You must follow the instructions below to get credits for this assignment.

Q1 What is the title of the screencast?

The title of this screencast is, “analyzing college major & income data in R”

Q2 When was it published?

It was published on October 15, 2018.

Q3 Describe the data

Hint: What’s the source of the data; what does the row represent; how many observations?; what are the variables; and what do they mean?

The data David Robinson is analyzing came from a csv file titled “recent grads”. There are 173 rows, each row is represented by the highest earning salary by major using 3 variables: median, major, and major catagory. They’re all used to help figur eout the highest paying salary by major. The median varible keeps an average of the salarys from all the majors, making sure that the data is accurate.

Q4-Q5 Describe how Dave approached the analysis each step.

Hint: For example, importing data, understanding the data, data exploration, etc.

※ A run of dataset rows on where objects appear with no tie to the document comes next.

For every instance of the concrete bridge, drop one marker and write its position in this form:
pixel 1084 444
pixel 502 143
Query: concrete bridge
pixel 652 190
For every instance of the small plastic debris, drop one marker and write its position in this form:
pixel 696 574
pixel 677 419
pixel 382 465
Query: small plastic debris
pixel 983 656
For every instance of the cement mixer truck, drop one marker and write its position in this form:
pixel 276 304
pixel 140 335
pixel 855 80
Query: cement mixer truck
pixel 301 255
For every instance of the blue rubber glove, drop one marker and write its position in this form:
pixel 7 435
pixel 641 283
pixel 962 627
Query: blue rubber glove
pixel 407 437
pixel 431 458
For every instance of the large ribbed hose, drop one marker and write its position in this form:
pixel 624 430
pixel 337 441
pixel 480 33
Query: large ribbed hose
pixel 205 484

Dave began his findings by uncovering the categories that he found most interesting and then visualizing them by creating graphs and charts. He then imported the data into many a variety of visuals including: scatter plots, bar graphs, box plots, line graphs, etc. to then understand the data in as many ways possible. Robinson then summarized the data by using box plots, the most effective way for his scenario in discovering salaries.

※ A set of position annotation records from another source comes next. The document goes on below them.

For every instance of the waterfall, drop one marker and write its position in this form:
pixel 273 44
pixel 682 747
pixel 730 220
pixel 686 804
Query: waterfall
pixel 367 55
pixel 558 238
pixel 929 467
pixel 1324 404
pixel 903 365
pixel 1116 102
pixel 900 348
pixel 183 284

Q6 Did you see anything in the video that you learned in class? Describe.

Yes, there were a variety of things I noticed from this video that I also learned in class. For example, when interpreting the salaries and coming up with a median, he used the GGplot function which we have used multiple times in class. What was different was when Dave used GGplot to see a histogram, which was a cool feature I wasn’t aware of. He then compared the major of the salaries of college students by using a box plot and scatter plot, which we have also used in class for quizzes in the past. When generating these graphs, it was also neat to see him utilize the “group by” function which we have also used before with data sets. Overall, I saw many of the same things we do in class, Dave’s speed and articulation are just on another level though.

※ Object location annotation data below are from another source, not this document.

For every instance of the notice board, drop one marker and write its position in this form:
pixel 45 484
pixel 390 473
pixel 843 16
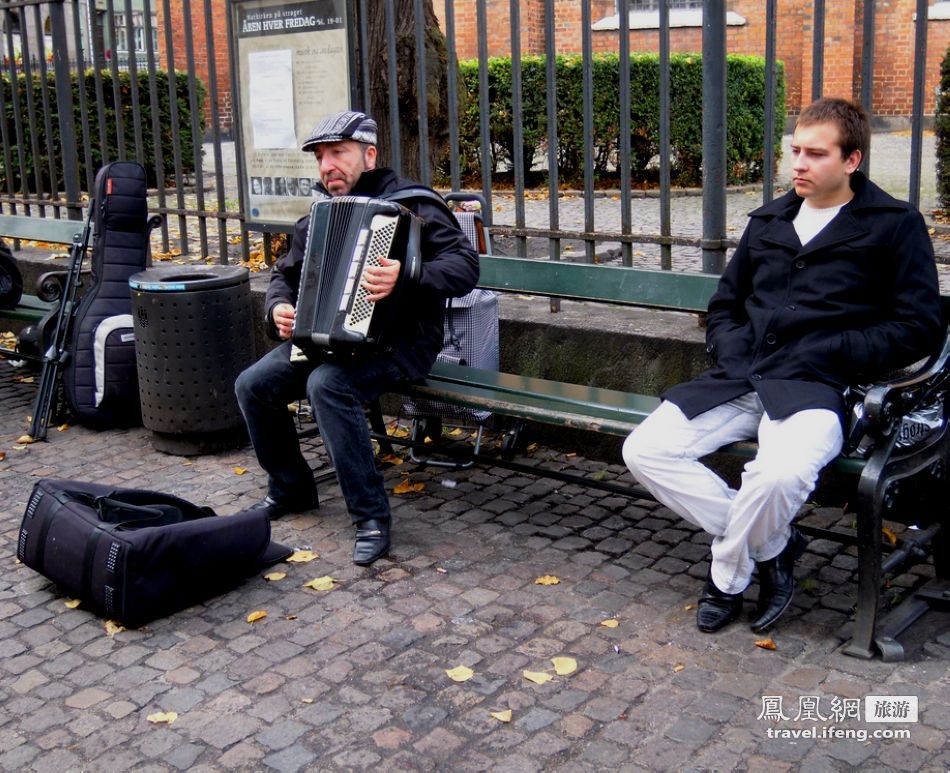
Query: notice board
pixel 293 65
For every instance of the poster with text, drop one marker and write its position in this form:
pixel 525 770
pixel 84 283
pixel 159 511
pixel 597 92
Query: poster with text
pixel 293 69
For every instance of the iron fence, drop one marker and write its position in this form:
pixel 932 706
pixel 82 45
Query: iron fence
pixel 196 191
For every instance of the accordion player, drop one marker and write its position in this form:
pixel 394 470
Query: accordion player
pixel 347 235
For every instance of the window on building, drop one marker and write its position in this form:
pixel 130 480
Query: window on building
pixel 654 5
pixel 138 32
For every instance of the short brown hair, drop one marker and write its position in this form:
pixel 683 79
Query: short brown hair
pixel 853 125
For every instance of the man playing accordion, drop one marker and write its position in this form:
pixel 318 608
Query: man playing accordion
pixel 344 145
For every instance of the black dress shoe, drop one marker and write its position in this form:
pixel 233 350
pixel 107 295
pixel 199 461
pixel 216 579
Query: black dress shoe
pixel 372 541
pixel 276 509
pixel 716 609
pixel 777 582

Q7 What is a major finding from the analysis.

One major finding from the analysis that stuck out to me, has to do with coding itself and not so much the data set. Dave talked about a few different ways to sort the data categories when using GGPLot. One of the more interesting ways he did this was by using the recorder function and then typing (major_catagory, median). This then sorted the data from highest to lowest salaries by major, making the data extremely digestible for anyone reading it.

Q8 What is the most interesting thing you really liked about the analysis.

I really liked how visually expressive Dave was with the data. He displayed the data a variety of ways: graphs, charts, box plots, and scatter plots. All were data visualization techniques we learned in class in a similar way, Dave just had a different way of explaining them that put it in a new light. Robinson delved into the pros and cons of each graph which I think helped me understand what the numbers really mean even more.

Q9 Display the title and your name correctly at the top of the webpage.

Q10 Use the correct slug.